Abstract

Catherine E. Rymph’s book, Raising Government Children, is an exploratory description of the history and evolution of the U.S. foster care system from the 1930s to the 1970s. The book ties interpretations of how specific national policies were used (such as Aid to Dependent Children) to the inadequacies of the U.S. foster care system past and present. Particularly noteworthy, the author does an exceptionally good job of explaining how allowing Aid to Dependent Children and Families–Foster Care funds to be used to support the provision of services provided by foster parents led to more children being removed from their homes, often unnecessarily. Rymph’s work depicts how child welfare incentives were often misaligned. The book richly and critically details the prejudiced assumptions guiding the architects and key administrators of the U.S. foster care system during this 40-year time span. The author boldly exposes how unscientific, sexist, and racist viewpoints systemically produced dissatisfying child welfare outcomes. The author should be commended for her multiple mentions of children of color and disabled children, considering the dearth of historical information about such children before the 1960s.
Still, it is unclear that this book contributes to social work practice, scholarship, or education. That the foster care system is decentralized, partially privatized, and underserving children and families has been well established. Although there may not be many books that study the history of foster care in the United States, during this exact time period, in this exact way, much has been written from a historical, systemic, and policy perspective about factors that contributed to the fragmented and failing U.S. child welfare system. The book does not mention gay, lesbian, bi-sexual, or transgender stakeholders. These are important omissions given the discrimination that gay and lesbian, prospective adoptive and foster parents have experienced and the fact that children have been kicked out of their homes for being gay.
The most glaring omission is that the book does not describe or represent the perspectives of the children served by foster care. The book mentions the permanency movement, but not the positive youth development movement.
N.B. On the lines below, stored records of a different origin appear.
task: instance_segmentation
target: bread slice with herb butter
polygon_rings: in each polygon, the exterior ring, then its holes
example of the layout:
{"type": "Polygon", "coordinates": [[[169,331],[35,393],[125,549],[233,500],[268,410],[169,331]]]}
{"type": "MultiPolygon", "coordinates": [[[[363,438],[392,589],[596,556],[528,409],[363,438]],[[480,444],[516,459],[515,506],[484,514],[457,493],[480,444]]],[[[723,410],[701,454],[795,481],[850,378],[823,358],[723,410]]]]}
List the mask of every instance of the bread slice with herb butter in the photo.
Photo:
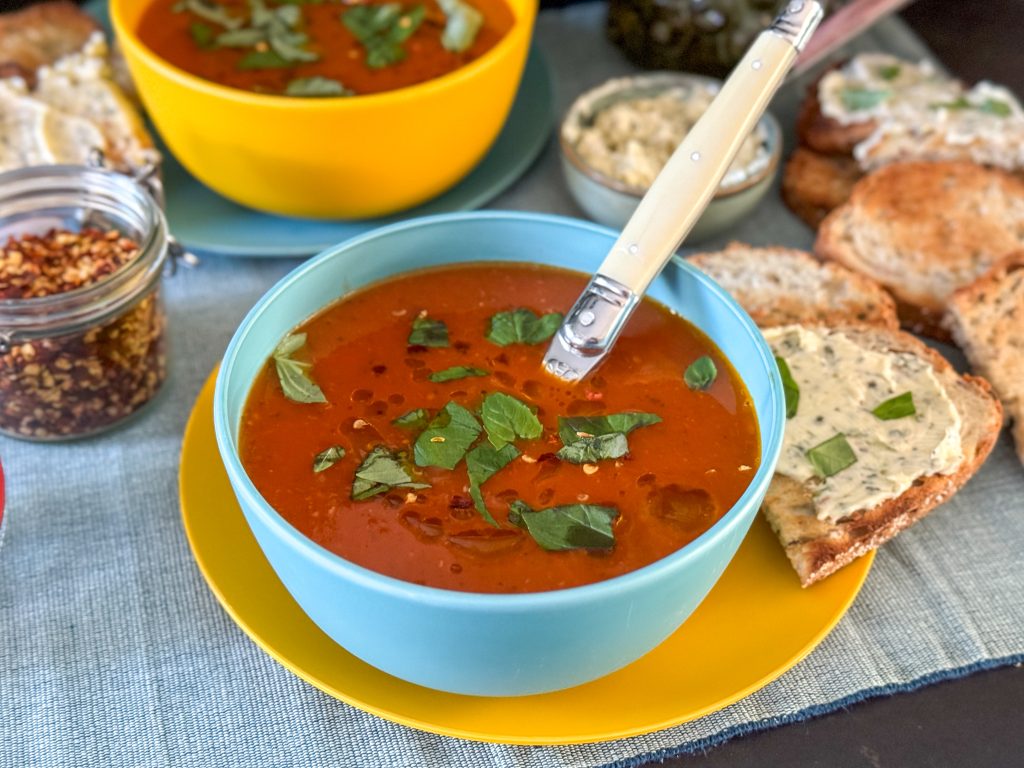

The author laments that she marginalizes children’s voices in this work because it is “hardest to access the views of the children themselves” (p. 13). However, youth have attempted to speak up in various ways throughout the history of U.S. foster care, their perspectives have been increasingly documented, and youth empowerment could have been proposed as a potential solution among many potential solutions for a problem-riddled child welfare system.
The author sprinkles various solutions (such as more funding to support biological families) throughout the work but does not conclude with policy and practitioner recommendations. Instead, she reiterates that various reforms have been and continue to be made. Although critical of the current child welfare system, Rymph gives the benefit of the doubt to all adult child welfare stakeholders and largely ignores the children themselves. By not including the perspectives and experiences of children and youth, Rymph repeats and thereby deepens the oppression of the child welfare system. Readers might very well conclude that the foster care system was created by adults to meet the needs of adults and that the welfare of children is just a distant afterthought or a hopeful byproduct. The danger of Rymph’s omissions and her compassionate but inconclusive adult-focused approach is that the readers might use the book’s contents to rationalize or explain away the failures of U.S. foster care, thus reinforcing a system and society that harms children. The book might leave readers shrugging with complacency and indifference. Raising Government Children lacks a prescription for solutions and does not make readers feel empathy for those who are truly impacted by the system the most: voiceless children.